La jeune toubib genevoise a quitté les HUG et retrouvé son maillot de cycliste pro. En camp d’altitude avec le cadre national, elle prépare l’ouverture de la saison et les Mondiaux d’Aigle-Martigny.

Dans les Grisons, la Genevoise, meilleure grimpeuse de l’étape du Tour de France féminin en 2019, est dans son élément.
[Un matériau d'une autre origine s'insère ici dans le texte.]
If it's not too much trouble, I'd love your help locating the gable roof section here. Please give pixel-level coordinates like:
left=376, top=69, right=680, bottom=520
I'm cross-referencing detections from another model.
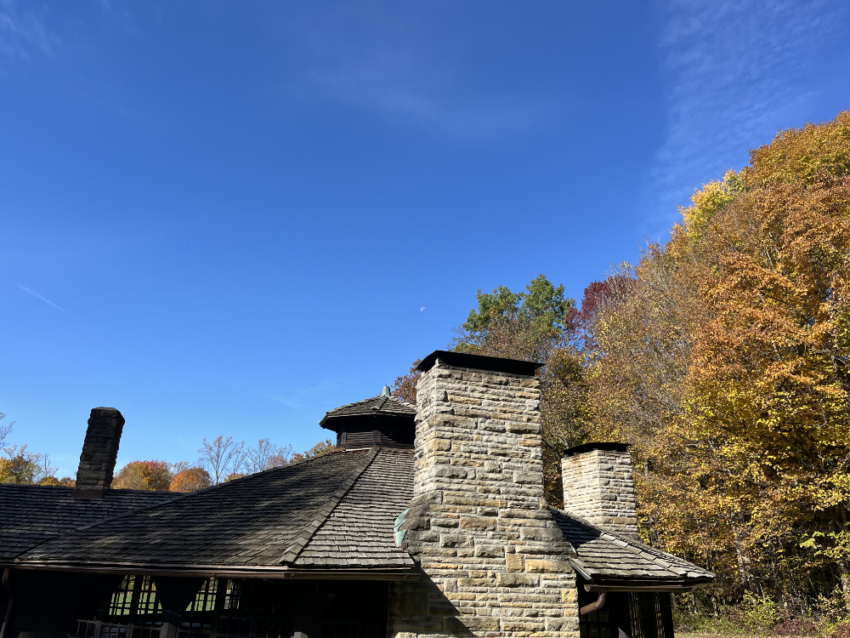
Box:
left=552, top=510, right=714, bottom=588
left=0, top=484, right=179, bottom=559
left=13, top=450, right=370, bottom=571
left=319, top=396, right=416, bottom=427
left=285, top=449, right=414, bottom=569
left=9, top=448, right=413, bottom=578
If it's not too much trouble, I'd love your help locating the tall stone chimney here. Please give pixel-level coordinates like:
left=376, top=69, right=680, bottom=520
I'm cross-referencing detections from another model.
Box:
left=561, top=443, right=640, bottom=540
left=74, top=408, right=124, bottom=498
left=390, top=351, right=578, bottom=638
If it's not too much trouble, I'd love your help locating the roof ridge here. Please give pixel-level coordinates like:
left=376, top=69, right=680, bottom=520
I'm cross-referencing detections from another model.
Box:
left=18, top=450, right=352, bottom=556
left=279, top=446, right=381, bottom=564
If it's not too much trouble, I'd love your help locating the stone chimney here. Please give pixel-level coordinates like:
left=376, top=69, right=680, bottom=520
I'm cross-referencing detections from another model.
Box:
left=74, top=408, right=124, bottom=498
left=561, top=443, right=640, bottom=540
left=389, top=351, right=578, bottom=638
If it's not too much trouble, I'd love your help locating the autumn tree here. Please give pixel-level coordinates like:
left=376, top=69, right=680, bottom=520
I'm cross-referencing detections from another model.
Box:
left=451, top=275, right=588, bottom=505
left=0, top=445, right=59, bottom=485
left=111, top=461, right=172, bottom=492
left=0, top=412, right=15, bottom=449
left=243, top=439, right=292, bottom=474
left=168, top=467, right=212, bottom=492
left=586, top=112, right=850, bottom=607
left=390, top=359, right=422, bottom=405
left=198, top=436, right=245, bottom=485
left=289, top=439, right=336, bottom=463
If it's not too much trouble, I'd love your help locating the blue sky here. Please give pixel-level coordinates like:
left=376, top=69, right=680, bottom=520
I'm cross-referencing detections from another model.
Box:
left=0, top=0, right=850, bottom=476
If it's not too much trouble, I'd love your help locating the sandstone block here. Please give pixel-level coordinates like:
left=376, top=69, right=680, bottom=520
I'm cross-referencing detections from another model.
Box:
left=525, top=558, right=573, bottom=574
left=496, top=573, right=537, bottom=587
left=460, top=516, right=496, bottom=530
left=505, top=554, right=523, bottom=572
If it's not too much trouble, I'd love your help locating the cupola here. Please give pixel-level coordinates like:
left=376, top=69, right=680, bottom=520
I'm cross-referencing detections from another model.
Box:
left=319, top=386, right=416, bottom=450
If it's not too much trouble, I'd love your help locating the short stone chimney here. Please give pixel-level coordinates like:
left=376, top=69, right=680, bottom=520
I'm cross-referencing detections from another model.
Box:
left=74, top=408, right=124, bottom=498
left=561, top=443, right=640, bottom=540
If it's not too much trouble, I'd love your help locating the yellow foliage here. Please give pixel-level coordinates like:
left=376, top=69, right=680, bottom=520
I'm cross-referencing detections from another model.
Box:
left=588, top=112, right=850, bottom=600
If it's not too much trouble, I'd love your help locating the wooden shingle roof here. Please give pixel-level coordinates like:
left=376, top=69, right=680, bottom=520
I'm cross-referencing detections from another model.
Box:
left=0, top=484, right=179, bottom=559
left=319, top=396, right=416, bottom=427
left=9, top=448, right=413, bottom=575
left=551, top=510, right=714, bottom=587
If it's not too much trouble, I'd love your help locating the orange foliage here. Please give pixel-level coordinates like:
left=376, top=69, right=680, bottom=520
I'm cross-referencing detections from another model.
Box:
left=112, top=461, right=171, bottom=492
left=168, top=467, right=212, bottom=492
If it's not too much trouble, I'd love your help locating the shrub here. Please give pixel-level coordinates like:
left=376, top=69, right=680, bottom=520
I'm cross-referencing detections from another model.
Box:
left=741, top=591, right=779, bottom=631
left=829, top=622, right=850, bottom=638
left=773, top=618, right=812, bottom=638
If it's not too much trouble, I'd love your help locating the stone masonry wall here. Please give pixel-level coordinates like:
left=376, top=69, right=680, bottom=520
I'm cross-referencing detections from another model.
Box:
left=561, top=450, right=640, bottom=540
left=74, top=408, right=124, bottom=498
left=389, top=360, right=579, bottom=638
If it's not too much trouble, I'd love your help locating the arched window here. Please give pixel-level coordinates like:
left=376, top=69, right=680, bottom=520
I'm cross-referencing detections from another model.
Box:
left=68, top=575, right=162, bottom=638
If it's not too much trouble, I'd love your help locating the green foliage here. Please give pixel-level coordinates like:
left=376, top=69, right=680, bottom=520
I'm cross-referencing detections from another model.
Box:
left=741, top=591, right=779, bottom=631
left=454, top=275, right=575, bottom=360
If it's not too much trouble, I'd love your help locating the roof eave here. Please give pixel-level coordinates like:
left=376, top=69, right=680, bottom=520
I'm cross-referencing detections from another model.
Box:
left=0, top=561, right=419, bottom=581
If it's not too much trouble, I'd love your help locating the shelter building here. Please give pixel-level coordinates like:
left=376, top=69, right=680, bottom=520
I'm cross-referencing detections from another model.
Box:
left=0, top=351, right=713, bottom=638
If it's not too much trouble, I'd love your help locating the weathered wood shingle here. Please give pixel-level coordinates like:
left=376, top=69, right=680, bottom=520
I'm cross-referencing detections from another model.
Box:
left=0, top=484, right=178, bottom=559
left=552, top=510, right=714, bottom=583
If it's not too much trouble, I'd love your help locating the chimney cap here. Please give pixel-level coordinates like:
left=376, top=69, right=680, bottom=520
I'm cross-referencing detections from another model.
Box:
left=564, top=441, right=629, bottom=456
left=416, top=350, right=543, bottom=377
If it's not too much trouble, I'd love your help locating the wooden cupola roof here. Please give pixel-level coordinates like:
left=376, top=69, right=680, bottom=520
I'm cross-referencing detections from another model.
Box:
left=319, top=386, right=416, bottom=449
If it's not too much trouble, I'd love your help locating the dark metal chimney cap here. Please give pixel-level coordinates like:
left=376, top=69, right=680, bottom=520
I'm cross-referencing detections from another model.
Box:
left=564, top=441, right=630, bottom=456
left=416, top=350, right=543, bottom=377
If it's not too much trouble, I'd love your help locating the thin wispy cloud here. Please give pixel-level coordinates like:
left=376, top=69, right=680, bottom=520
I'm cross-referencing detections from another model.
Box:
left=260, top=382, right=340, bottom=409
left=0, top=0, right=59, bottom=60
left=18, top=284, right=65, bottom=312
left=648, top=0, right=850, bottom=231
left=294, top=12, right=551, bottom=137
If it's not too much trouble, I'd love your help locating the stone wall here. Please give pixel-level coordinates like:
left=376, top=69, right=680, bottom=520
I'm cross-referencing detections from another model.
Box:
left=74, top=408, right=124, bottom=498
left=389, top=360, right=578, bottom=638
left=561, top=443, right=640, bottom=540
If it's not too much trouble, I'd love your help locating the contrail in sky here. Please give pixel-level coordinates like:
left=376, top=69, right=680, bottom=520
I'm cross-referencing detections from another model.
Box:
left=18, top=284, right=65, bottom=312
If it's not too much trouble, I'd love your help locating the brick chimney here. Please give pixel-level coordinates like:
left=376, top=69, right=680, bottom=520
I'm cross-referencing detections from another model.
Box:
left=561, top=443, right=640, bottom=540
left=390, top=351, right=578, bottom=638
left=74, top=408, right=124, bottom=498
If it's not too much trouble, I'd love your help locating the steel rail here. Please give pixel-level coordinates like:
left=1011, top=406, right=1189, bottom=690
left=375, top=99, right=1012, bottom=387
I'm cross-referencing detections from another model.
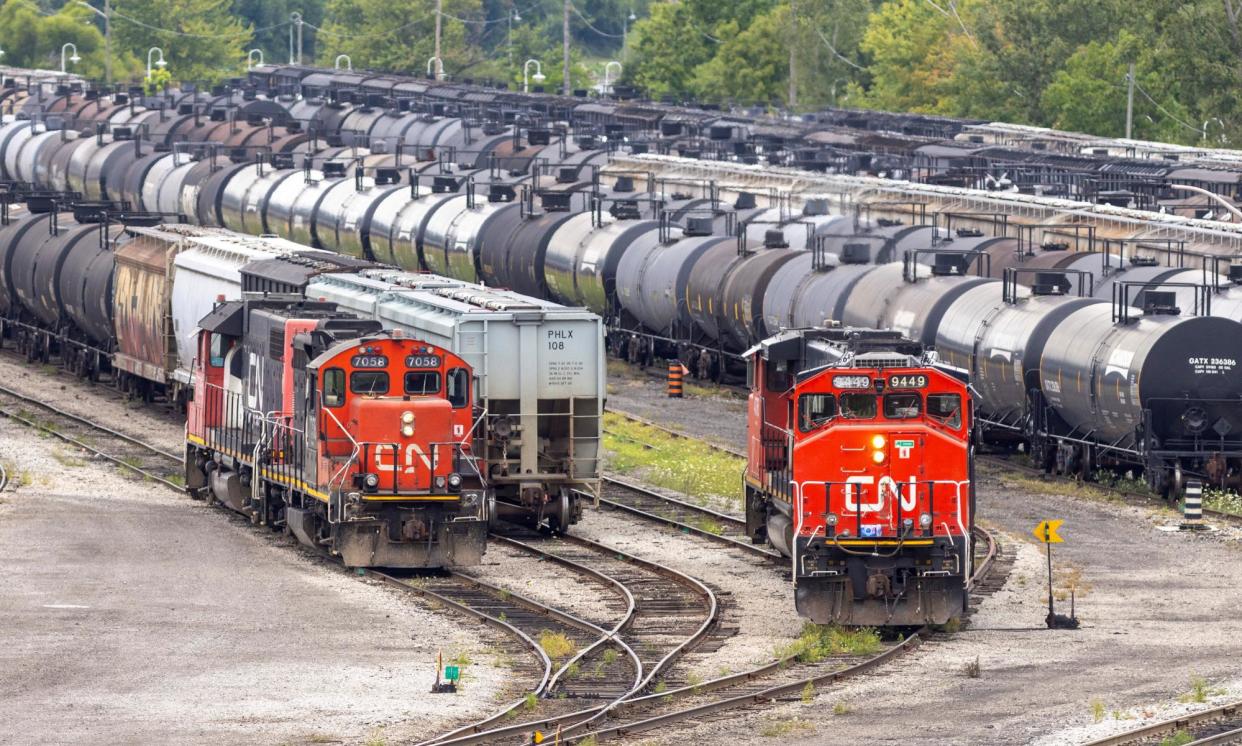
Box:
left=568, top=528, right=997, bottom=742
left=599, top=475, right=784, bottom=561
left=426, top=535, right=720, bottom=746
left=0, top=387, right=185, bottom=492
left=1086, top=700, right=1242, bottom=746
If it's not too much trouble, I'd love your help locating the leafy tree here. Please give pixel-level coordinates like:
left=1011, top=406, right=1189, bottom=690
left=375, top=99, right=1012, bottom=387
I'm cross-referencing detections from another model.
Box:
left=112, top=0, right=252, bottom=83
left=1042, top=31, right=1197, bottom=142
left=861, top=0, right=969, bottom=113
left=498, top=26, right=591, bottom=92
left=232, top=0, right=324, bottom=62
left=625, top=2, right=718, bottom=99
left=0, top=0, right=135, bottom=78
left=694, top=5, right=790, bottom=104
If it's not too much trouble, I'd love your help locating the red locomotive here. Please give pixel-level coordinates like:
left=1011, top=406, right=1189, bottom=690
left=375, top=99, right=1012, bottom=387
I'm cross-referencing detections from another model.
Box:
left=745, top=329, right=975, bottom=627
left=185, top=297, right=491, bottom=567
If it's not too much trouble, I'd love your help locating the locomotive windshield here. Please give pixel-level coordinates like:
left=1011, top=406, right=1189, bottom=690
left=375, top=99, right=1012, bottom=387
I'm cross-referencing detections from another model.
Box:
left=841, top=392, right=876, bottom=420
left=884, top=392, right=923, bottom=420
left=405, top=370, right=440, bottom=396
left=349, top=370, right=389, bottom=396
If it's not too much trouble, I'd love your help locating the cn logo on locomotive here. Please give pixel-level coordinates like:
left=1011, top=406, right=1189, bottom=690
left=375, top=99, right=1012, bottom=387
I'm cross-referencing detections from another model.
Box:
left=845, top=474, right=919, bottom=513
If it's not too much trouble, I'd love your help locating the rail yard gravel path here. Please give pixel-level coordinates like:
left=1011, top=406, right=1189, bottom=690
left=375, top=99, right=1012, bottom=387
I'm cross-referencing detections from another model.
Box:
left=0, top=417, right=513, bottom=744
left=608, top=367, right=1242, bottom=746
left=574, top=509, right=802, bottom=680
left=462, top=541, right=623, bottom=628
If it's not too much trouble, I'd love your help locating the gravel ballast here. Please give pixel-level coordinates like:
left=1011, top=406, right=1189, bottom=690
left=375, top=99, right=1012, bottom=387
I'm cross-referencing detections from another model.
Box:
left=614, top=362, right=1242, bottom=746
left=0, top=420, right=522, bottom=744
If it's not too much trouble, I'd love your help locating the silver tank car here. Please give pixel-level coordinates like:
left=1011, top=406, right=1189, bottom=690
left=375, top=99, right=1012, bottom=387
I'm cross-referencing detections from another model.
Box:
left=1040, top=304, right=1242, bottom=449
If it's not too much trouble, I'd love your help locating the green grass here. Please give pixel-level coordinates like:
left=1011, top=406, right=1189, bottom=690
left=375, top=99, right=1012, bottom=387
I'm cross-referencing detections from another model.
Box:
left=1160, top=730, right=1195, bottom=746
left=1203, top=488, right=1242, bottom=515
left=52, top=447, right=86, bottom=468
left=775, top=622, right=883, bottom=663
left=539, top=629, right=578, bottom=658
left=604, top=412, right=745, bottom=506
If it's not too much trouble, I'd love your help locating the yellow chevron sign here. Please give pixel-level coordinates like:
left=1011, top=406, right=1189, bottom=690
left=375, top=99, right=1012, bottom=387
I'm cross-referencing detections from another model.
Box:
left=1031, top=520, right=1066, bottom=544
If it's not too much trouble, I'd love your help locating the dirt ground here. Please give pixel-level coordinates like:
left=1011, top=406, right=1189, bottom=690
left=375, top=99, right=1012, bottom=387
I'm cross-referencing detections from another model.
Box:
left=614, top=367, right=1242, bottom=746
left=0, top=420, right=512, bottom=744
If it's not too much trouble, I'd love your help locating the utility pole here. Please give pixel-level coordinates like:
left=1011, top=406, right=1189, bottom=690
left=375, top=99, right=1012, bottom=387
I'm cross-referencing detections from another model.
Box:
left=560, top=0, right=574, bottom=96
left=789, top=0, right=797, bottom=112
left=1125, top=62, right=1134, bottom=140
left=435, top=0, right=445, bottom=81
left=103, top=0, right=112, bottom=86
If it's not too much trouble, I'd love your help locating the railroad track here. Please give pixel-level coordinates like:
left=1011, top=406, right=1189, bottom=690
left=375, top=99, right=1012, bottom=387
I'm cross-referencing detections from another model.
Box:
left=0, top=374, right=561, bottom=717
left=551, top=529, right=1001, bottom=744
left=0, top=386, right=184, bottom=490
left=426, top=530, right=722, bottom=746
left=1087, top=701, right=1242, bottom=746
left=600, top=477, right=784, bottom=562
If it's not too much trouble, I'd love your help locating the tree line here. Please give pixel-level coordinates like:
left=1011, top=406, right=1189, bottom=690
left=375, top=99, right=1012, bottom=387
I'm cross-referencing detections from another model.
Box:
left=0, top=0, right=1242, bottom=145
left=630, top=0, right=1242, bottom=145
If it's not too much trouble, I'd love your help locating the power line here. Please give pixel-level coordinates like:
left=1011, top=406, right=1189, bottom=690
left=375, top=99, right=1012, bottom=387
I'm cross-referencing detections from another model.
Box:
left=569, top=0, right=623, bottom=38
left=815, top=29, right=863, bottom=70
left=65, top=5, right=269, bottom=38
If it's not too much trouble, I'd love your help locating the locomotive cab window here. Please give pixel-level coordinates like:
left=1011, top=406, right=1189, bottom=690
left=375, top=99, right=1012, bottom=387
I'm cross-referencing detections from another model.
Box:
left=448, top=367, right=469, bottom=410
left=797, top=393, right=837, bottom=432
left=840, top=392, right=876, bottom=420
left=928, top=393, right=961, bottom=429
left=323, top=367, right=345, bottom=407
left=884, top=392, right=923, bottom=420
left=349, top=370, right=389, bottom=396
left=405, top=370, right=440, bottom=396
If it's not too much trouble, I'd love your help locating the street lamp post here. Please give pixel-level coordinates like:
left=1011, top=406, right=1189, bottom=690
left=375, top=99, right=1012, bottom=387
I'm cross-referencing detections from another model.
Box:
left=147, top=47, right=168, bottom=81
left=604, top=60, right=625, bottom=93
left=289, top=10, right=302, bottom=65
left=621, top=7, right=638, bottom=60
left=427, top=55, right=445, bottom=81
left=522, top=60, right=546, bottom=93
left=61, top=41, right=82, bottom=73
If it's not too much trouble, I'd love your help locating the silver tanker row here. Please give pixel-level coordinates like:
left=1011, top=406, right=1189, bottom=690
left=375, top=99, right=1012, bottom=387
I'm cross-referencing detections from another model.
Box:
left=0, top=74, right=1242, bottom=499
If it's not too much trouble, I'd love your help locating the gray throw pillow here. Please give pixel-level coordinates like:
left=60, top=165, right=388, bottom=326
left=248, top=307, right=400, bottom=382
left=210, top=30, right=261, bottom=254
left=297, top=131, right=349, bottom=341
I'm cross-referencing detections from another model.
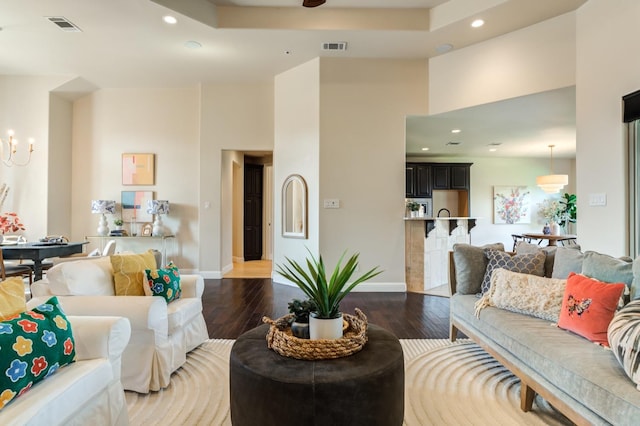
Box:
left=453, top=243, right=504, bottom=294
left=551, top=247, right=584, bottom=280
left=516, top=241, right=558, bottom=278
left=582, top=251, right=633, bottom=307
left=481, top=249, right=547, bottom=294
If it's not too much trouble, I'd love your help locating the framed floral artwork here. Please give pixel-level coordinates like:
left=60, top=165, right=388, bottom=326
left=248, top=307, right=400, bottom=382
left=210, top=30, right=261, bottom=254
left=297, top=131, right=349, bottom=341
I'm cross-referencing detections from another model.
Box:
left=493, top=186, right=531, bottom=225
left=122, top=154, right=155, bottom=185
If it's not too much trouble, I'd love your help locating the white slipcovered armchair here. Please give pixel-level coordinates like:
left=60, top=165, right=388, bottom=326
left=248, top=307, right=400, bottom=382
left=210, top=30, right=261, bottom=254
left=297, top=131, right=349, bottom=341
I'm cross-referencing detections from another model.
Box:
left=30, top=256, right=208, bottom=393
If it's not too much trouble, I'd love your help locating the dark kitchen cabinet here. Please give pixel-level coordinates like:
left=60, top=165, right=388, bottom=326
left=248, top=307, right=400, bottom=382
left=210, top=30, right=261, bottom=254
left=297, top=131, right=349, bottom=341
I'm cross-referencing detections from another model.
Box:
left=405, top=163, right=431, bottom=198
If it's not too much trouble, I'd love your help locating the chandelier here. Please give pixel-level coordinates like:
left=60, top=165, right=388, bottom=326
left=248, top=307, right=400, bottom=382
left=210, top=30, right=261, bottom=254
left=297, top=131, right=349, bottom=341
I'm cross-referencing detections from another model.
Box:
left=536, top=145, right=569, bottom=194
left=0, top=130, right=34, bottom=167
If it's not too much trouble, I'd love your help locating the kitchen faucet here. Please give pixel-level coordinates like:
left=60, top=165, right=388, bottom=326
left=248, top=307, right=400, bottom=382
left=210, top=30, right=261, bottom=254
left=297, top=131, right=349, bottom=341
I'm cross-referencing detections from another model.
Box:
left=437, top=208, right=451, bottom=217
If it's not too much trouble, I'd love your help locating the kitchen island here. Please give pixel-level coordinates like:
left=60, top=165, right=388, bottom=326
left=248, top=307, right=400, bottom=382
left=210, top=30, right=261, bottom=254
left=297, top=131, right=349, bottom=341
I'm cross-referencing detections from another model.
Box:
left=405, top=217, right=477, bottom=293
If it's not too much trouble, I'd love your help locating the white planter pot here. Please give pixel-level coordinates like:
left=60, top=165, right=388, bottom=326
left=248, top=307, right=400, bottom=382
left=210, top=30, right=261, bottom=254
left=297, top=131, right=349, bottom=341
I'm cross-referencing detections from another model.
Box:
left=309, top=314, right=342, bottom=340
Dans les Grisons, la Genevoise, meilleure grimpeuse de l’étape du Tour de France féminin en 2019, est dans son élément.
LDD

Comme pour tout le monde, la crise du coronavirus a chamboulé son printemps. Elise Chabbey (27 ans) se réjouissait de découvrir les classiques belges, les kermesses fouettées par la pluie et la gueuze. Rien de tout cela. La cycliste genevoise a troqué le cuissard pour la blouse blanche et exploré durant plus de deux mois l’univers fiévreux des HUG, l’âpre lutte contre le Covid. «Une expérience très enrichissante qui ne m’a pas fait regretter la voie que j’ai choisi de prendre», confie la toute jeune toubib. Au bout du fil, sa voix est haut perchée. Normal, l’ancienne kayakiste vit depuis dix jours au col de la Bernina, à 2328 mètres d’altitude, là où s’entraîne une partie du cadre national féminin. Si elle a pris de la hauteur, c’est pour mieux préparer les prochains Mondiaux d’Aigle-Martigny - le sommet de sa drôle de saison - maintenus en septembre (20 au 27).